Also published at The Orange County Business Journal (pg. 55, Editorial)
By Sen. John Moorlach, State Senator, 37th District
California has chosen costly high-speed rail over road repairs.
It has chosen to pay $500 million per year for unnecessary Caltrans staffing over making Caltrans the best department of transportation in the nation.
There’s no question that Caltrans is bloated and mismanaged and is not held accountable.
But what to do with a mismanaged Caltrans?
Especially before the state of California dares to ask you for another gas tax increase, more car taxes, and/or higher vehicle license fees from the Department of Motor Vehicles.
First, we ask Gov. Jerry Brown to better manage the staffing of Caltrans. In May 2014, the Legislative Analyst’s Office determined that Caltrans had 3,500 too many architects and engineers at a cost of $500 million per year.
Instead of employing unneeded staffers, these funds should go directly to our roads.
As it is, only 20 cents out of every transportation tax dollar that you pay actually hits the pavement.
Second, we ask the governor to reduce the size of Caltrans even more by outsourcing services. An average state transportation agency outsources 50% of its architects and engineers. Arizona and Florida outsource more than 80%. Caltrans outsources only 10%.
If the governor is concerned about economic cycles, then let’s address it by being nimble during downturns. It is easier to terminate or postpone contracts than it is to lay off a portion of the state’s work force. Fortunately, 54% of the staff at Caltrans are at or near retirement age, so a hiring freeze would be a great strategy to implement, and reductions could be easily achieved through attrition.
Third, we ask the last 38 counties to self-fund their road repairs. Currently, 20 counties are taxing themselves to improve transit and highway systems. Why should those 20 counties be asked to incur yet more tax hikes to assist those counties that did not make roads a priority? Since the voters in those 20 counties voted themselves a tax increase to fix their roads, those in the other counties should follow suit. In Orange County, this strategy has made a stark impact on freeways and roads. Take Interstate 5 north sometime, and you will know when you’ve hit the Los Angeles County line.
Fourth, we ask the governor and his secretary of transportation to reorganize the Caltrans management structure. Its district decision-making model is shameful and tone deaf. Believe me, I observed it firsthand as an Orange County supervisor. Orange County residents were ready to pay $1.3 billion to modify 17 freeway overpasses for an Interstate 405 expansion, allowing for the addition of four lanes on a very congested segment of thoroughfare.

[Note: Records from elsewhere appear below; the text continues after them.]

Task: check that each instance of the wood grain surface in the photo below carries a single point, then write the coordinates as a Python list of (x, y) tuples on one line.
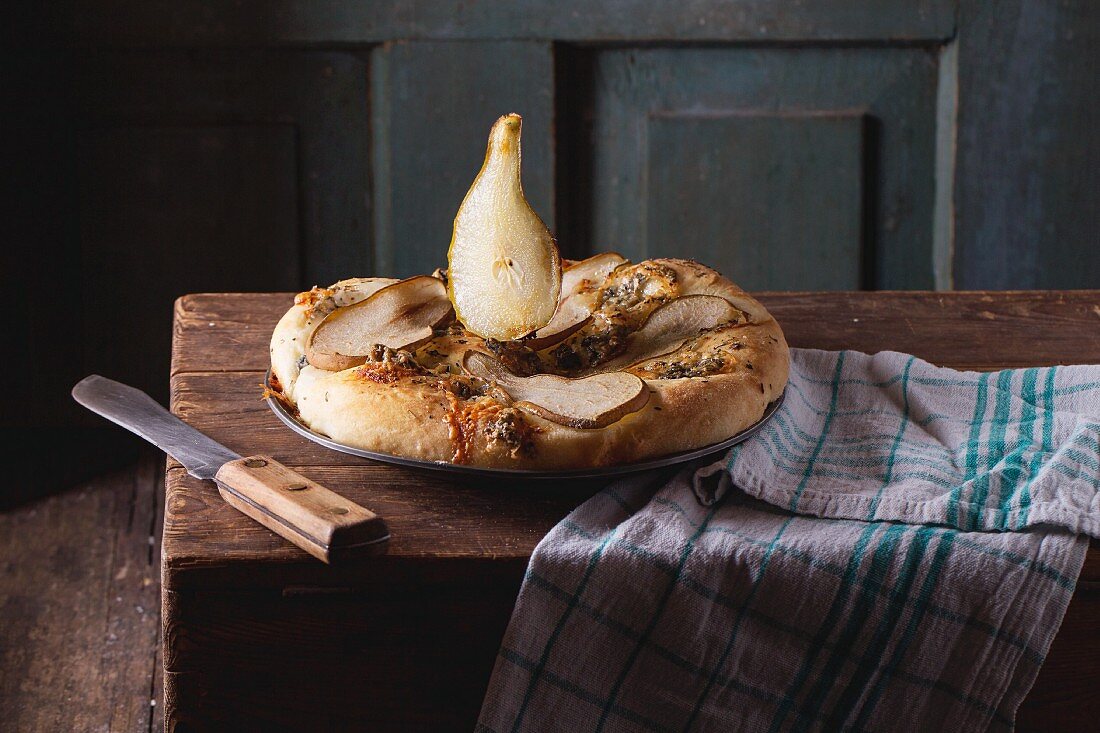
[(432, 609), (79, 606)]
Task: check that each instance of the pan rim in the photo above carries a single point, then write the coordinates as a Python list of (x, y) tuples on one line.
[(475, 471)]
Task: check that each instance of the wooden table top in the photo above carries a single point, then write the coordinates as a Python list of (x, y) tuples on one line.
[(449, 529)]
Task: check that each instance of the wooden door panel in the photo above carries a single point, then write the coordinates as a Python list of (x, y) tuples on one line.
[(879, 166), (711, 201), (323, 95), (432, 106), (204, 208), (212, 171)]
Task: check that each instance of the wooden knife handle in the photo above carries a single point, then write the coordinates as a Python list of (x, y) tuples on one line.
[(320, 522)]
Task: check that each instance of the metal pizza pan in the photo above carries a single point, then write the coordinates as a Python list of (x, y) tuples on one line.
[(474, 471)]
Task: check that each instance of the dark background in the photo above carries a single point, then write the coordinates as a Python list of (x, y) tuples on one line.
[(154, 149)]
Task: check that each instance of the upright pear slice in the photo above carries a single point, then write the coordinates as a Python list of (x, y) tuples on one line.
[(398, 316), (504, 271), (593, 402), (574, 312), (672, 324)]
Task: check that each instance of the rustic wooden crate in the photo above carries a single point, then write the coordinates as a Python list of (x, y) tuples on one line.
[(257, 635)]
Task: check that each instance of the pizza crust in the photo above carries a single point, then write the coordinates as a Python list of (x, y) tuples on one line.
[(424, 409)]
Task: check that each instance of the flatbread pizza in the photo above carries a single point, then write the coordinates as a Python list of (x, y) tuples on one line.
[(514, 358), (692, 361)]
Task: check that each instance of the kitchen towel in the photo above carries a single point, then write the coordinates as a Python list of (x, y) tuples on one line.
[(894, 550)]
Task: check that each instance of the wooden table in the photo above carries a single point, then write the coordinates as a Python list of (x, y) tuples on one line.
[(259, 634)]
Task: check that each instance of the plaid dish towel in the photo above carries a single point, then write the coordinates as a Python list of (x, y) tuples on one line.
[(895, 550)]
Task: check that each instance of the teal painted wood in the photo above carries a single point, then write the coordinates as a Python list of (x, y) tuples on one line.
[(212, 171), (432, 106), (711, 199), (297, 22), (1027, 173), (322, 95), (894, 89)]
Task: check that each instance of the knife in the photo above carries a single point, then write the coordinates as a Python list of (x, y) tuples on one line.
[(320, 522)]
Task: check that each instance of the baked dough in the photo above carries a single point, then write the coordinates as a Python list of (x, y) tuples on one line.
[(420, 403)]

Unfortunately, Caltrans insisted on building toll roads on those potential new lanes. They announced this long before related improvements, such as the West County Connector Project from Interstate 405 to Interstate 605, were completed. Now, long before the groundbreaking to add the four lanes with self-help tax dollars, Caltrans has infuriated and frustrated the residents of Orange County with an insistence of more taxes on top of voluntary taxes.
Fifth, ask the governor to delegate some transportation construction to the counties. If a county’s department of transportation can manage road repairs more efficiently, then cut out Caltrans and direct those funds to that county’s department. The net result will be that more money will be available for roads. Why hasn’t this been done already? Because the public employee unions fear the potential resulting layoffs.
Sixth, ask the governor to notch up his rainy-day fund concept by requiring that reserves be set aside every year in anticipation of future road maintenance and replacement. Road repairs should not be a shock to our department of transportation. So why hasn’t it taken the common-sense approach of setting funds aside? Could it be that staff salary increases and pension plan contributions have taken a higher priority?
Over the past 14 years, while gas taxes were rising, transportation spending has remained virtually flat. This means that the state has redirected transportation tax revenues. The governor should redirect them back toward current and future infrastructure costs.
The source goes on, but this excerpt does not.